[Haskell-cafe] General function to count list elements?

[Richard O'Keefe]

On 19 Apr 2009, at 4:27 am, michael rice wrote:

> I know functions can be compared in Scheme
>
> Welcome to DrScheme, version 4.1 [3m].
> Language: Swindle; memory limit: 128 megabytes.
> > (equal? equal? equal?)
> #t
> >
>
> but apparently not in Haskell

I have a copy of R6RS somewhere, but I'll refer to R5RS.
Section 6.1 says there are three equality predicates:
	eq?
	eqv?
	equal?
(eqv? obj1 obj2) returns #t if "obj1 nd obj2 are procedures
whose location-tags are equal", it returns #f if they "are
procedures that would behave differently ... for some
arguments."  Section 4.1.4 says "Each procedure created as
the result of evaluating a lambda expression is (conceptually)
tagged with a storage location in order to make eqv? and eq?
work on procedures."

What this boils down to is that
	(let ((F (lambda (X) (list X X))))
	  (eqv?
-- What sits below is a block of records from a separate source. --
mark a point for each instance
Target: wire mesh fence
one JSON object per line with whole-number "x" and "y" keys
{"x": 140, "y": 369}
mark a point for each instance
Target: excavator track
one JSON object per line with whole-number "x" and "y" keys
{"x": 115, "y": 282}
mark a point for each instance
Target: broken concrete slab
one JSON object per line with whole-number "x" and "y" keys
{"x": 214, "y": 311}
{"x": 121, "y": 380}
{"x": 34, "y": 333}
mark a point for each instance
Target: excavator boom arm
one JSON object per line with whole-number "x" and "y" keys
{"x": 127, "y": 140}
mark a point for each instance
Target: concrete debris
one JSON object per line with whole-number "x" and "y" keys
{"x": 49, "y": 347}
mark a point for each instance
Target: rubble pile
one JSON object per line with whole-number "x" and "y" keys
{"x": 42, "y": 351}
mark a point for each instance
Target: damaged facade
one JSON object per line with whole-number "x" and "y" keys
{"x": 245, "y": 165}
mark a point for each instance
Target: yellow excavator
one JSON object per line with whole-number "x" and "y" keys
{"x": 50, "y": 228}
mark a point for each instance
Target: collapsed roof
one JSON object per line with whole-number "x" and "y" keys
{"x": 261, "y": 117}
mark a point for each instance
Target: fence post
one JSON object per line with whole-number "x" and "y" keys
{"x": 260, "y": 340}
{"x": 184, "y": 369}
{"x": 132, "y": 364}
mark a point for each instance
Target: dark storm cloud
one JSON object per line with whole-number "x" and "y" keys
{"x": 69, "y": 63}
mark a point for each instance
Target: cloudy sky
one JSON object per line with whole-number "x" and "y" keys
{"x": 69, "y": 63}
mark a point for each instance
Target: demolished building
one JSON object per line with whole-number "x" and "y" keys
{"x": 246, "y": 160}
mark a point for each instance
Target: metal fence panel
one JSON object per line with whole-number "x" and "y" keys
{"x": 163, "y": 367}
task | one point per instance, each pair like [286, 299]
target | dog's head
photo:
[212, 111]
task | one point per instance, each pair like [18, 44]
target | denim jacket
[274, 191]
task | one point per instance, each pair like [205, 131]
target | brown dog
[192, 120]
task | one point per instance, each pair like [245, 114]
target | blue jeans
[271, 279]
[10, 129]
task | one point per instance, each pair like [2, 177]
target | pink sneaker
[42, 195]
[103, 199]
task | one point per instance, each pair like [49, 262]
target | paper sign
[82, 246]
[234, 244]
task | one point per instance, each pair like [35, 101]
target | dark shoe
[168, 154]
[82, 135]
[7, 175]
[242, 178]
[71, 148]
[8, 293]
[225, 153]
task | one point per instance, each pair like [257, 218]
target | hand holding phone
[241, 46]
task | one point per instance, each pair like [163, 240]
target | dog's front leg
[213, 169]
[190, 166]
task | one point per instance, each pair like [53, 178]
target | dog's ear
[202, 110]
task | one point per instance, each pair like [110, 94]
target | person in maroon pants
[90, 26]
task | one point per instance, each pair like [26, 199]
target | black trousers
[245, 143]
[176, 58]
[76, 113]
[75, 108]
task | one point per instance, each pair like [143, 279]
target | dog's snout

F F))
is defined to answer true and
	(let ((F (lambda (X) (list X X)))
	      (G (lambda (X) (cons X X))))
	  (eqv? F G))
is defined to answer false.  But the Scheme reports are
very very careful to leave
	(let ((F (lambda (X) (list X X)))
	      (G (lambda (X) (list X X))))
	  (eqv? F G))

*UN*defined except that it is some Boolean value.

Applied to procedures, eq? and equal? are the same as eqv?.

Scheme equality of procedures is not the same thing as
mathematical equality of functions.  Two mathematically
equal functions may or may not compare equal in Scheme.
And Scheme implementations may differ.  For example,
	(let ((F (lambda (X) (list X X)))
	      (G (lambda (X) (list X X))))
	  (eqv? F G))
*might* be optimised to #t, but then again, it *might*
be optimised to #f, and both answers are "right" by R5RS.

Haskell tries to be a little more defined than that (:-).